I have often sat in classrooms waiting to hear a familiar voice, a voice that resonates with my southern roots and calls to my eardrums like the comforting voice of my grandparents whom now sleep with my other ancestors long put into the southern soil. On my path to understand and support biodiversity and human diversity and inclusion, I often wondered, “Where are the hidden stories?” and “Where do I fit in this landscape of conservation?”
As an educator, writer and someone who has a passion to encourage a greater connection with the natural world, especially in communities of color and communities hardest hit by environmental degradation, I have found empowerment when hearing stories often overshadowed. I found empowerment as I worked in conservation with the National Audubon Society and heard Dr. Drew Lanham speak at the Audubon National Convention about bird range and his range as an African American man and birder. I found familiarity in learning about Audubon at Debs Park director Marcos Trinidad, who now promotes conservation in Northeast Los Angeles where he grew up. He does this through native plant restoration and incorporating cultural practices of the surrounding indigenous communities in his programming. The footsteps on my journey in a field where I often felt like an outsider always became clearer when I realized that there were imprints on the road similar to mine—other people of color that followed the call to help achieve better ecosystem balance.

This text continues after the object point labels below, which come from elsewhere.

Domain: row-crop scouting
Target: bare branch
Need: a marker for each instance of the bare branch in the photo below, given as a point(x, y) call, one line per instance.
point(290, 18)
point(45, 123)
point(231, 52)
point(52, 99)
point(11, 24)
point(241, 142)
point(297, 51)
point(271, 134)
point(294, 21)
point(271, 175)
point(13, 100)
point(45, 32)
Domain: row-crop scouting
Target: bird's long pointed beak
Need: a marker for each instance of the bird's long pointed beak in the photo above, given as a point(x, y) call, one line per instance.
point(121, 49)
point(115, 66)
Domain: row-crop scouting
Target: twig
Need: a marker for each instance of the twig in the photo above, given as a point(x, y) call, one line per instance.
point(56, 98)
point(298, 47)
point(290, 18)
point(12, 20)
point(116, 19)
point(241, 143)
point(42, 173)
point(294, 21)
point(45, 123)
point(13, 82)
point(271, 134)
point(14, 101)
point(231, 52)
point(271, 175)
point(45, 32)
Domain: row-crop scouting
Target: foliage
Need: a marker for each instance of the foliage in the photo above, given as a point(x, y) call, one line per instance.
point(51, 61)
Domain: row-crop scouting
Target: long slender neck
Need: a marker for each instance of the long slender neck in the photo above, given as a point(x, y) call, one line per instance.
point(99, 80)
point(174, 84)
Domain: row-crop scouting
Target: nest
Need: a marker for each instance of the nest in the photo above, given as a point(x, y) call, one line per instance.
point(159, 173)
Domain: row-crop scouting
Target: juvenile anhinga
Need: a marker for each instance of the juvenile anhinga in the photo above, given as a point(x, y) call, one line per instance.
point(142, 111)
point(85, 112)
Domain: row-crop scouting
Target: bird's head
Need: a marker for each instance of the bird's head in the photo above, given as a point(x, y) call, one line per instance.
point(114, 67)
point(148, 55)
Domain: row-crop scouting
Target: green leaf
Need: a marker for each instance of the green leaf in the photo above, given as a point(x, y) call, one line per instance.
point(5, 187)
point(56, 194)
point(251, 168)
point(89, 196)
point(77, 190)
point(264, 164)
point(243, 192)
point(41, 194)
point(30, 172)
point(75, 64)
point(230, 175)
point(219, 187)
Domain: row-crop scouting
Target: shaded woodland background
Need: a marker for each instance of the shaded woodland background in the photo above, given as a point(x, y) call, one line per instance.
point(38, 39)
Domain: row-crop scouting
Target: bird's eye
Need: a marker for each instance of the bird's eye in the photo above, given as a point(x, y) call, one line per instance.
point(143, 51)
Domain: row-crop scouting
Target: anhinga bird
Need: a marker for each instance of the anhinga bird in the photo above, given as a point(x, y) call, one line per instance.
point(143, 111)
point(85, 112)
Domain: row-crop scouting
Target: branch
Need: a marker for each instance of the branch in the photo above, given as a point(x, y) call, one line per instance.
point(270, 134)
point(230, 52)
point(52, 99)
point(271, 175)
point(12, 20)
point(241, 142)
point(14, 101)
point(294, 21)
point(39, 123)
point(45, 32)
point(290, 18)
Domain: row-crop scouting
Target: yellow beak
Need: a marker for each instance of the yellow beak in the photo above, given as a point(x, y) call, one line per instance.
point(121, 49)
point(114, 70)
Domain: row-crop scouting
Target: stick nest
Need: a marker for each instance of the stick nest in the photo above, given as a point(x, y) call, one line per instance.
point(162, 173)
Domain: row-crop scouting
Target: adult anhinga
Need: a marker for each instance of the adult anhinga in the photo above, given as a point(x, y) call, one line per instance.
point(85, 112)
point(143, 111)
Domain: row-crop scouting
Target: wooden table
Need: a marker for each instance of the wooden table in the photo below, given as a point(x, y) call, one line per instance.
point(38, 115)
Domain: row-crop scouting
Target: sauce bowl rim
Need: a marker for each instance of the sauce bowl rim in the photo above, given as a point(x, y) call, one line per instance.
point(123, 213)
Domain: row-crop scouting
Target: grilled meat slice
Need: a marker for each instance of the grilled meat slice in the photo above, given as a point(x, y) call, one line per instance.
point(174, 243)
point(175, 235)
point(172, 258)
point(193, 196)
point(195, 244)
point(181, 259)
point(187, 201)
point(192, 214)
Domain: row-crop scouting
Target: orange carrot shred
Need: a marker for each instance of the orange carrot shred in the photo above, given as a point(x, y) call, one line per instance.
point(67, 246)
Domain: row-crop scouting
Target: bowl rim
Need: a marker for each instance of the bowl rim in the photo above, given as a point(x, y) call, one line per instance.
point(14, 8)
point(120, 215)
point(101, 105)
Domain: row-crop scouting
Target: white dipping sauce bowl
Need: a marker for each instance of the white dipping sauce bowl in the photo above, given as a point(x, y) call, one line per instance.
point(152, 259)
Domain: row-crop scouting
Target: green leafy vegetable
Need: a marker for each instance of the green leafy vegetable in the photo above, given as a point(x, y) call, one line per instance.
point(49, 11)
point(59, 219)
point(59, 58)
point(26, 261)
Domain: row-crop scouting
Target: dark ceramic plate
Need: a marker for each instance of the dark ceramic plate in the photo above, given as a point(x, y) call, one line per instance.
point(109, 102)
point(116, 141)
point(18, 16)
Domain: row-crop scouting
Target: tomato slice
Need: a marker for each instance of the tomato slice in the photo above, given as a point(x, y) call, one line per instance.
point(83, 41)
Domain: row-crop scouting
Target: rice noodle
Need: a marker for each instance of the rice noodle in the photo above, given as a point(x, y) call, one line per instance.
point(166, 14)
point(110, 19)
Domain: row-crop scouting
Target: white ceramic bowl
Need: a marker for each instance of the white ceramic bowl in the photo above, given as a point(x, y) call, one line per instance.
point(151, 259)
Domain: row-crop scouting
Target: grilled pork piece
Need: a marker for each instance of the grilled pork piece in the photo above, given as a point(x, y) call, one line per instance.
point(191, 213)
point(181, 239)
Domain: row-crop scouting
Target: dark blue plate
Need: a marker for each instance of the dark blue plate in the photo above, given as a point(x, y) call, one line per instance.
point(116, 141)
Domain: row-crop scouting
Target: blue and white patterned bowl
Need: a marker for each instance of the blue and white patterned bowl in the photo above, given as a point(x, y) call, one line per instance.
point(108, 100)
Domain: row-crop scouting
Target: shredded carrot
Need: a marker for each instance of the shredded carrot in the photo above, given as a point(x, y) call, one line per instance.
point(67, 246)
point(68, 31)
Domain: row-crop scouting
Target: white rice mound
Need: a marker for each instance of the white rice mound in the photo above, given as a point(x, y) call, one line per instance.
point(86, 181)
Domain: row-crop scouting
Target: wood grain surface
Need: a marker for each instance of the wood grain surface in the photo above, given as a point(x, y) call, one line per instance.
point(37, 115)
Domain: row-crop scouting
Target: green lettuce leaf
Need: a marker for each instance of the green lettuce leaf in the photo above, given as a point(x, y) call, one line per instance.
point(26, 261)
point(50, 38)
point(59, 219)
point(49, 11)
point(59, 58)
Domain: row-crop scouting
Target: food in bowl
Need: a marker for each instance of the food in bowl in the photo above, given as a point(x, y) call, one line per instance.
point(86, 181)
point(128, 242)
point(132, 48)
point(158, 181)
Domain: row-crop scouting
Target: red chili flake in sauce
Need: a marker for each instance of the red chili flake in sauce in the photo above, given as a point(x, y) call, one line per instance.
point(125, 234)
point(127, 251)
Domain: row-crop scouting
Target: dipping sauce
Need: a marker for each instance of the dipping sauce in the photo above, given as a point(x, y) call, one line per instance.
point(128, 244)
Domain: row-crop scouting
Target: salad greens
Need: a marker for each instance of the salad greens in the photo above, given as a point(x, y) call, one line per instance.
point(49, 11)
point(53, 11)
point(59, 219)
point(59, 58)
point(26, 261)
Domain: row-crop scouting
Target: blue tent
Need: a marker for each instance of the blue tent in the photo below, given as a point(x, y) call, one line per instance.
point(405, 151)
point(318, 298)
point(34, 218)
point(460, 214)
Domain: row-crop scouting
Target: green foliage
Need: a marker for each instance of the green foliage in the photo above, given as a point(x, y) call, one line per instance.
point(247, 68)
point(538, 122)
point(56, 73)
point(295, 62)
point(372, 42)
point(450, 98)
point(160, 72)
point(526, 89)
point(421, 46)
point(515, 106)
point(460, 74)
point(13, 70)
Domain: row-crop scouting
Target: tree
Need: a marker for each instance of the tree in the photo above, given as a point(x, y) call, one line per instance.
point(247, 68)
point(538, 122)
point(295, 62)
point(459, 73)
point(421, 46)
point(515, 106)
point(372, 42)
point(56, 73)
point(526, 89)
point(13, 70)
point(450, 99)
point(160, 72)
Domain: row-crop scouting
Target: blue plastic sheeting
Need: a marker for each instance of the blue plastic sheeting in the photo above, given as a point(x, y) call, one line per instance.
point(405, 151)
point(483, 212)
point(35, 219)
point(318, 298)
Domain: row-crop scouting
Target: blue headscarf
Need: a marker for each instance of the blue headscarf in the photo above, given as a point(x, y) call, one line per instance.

At the DDCSP Alumni Leadership Cohort 1, ELP staffer Teri Brezner designed a session that explored hidden, resistance, dominant, and future stories in the conservation movement. It was an exercise that not only allowed for the voicing of diverse perspectives in conservation, but it gave the ALC 1 community an opportunity to share and participate in creating a new narrative in conservation counter to the dominant account that may feed imposter syndrome in the workforce and in the academic journey.
Curious chatter filled the room as students moved around writing different stories in conservation on the various flip charts during the exercise. Close to one flip chart sat books The Rise of the American Conservation Movement: Power, Privilege, and Environmental Protection by Dr. Dorceta Taylor, Black Faces, White Spaces: Reimagining the Relationship of African Americans to the Great Outdoors by Carolyn Finney, Emergent Strategy: Shaping Change, Changing Worlds by Adrienne Maree Brown and other books meant to show students different narratives in conservation. I felt empowered to share with the ALC 1 community a hidden story about Hazel M. Johnson who responded to the pollution-caused health problems in her community by starting EJ organization People for Community Recovery in a housing project in Chicago. As people added to the various stories, many people in the room felt enlightened by all of the hidden stories— stories so new to many who have years of experience in the conservation field. I too added new stories to my collection of conservation narratives.
My ecology, scientific research methods, and air quality classes have prepared me well to begin to understand environmental impacts and the knowledge to conceive possible solutions to problems like habitat destruction, poor ambient and indoor air quality, and other threats to biodiversity. However, understanding my place within conservation—the realization that conservation stories are more pluralistic in nature and closer to home than originally told— is what gives me the sense of belonging. It is through communal sharing of narratives that hidden stories become dominant stories and dominant stories become more familiar and inclusive to those feeling on the outside of a field where they are in the minority. It was great to have Teri design a session that promoted diverse landscapes in conservation that provided windows into career paths in conservation and an honor to see ALC 1 community find familiarity in the shared stories.
What are some hidden stories in conservation that you would like to share?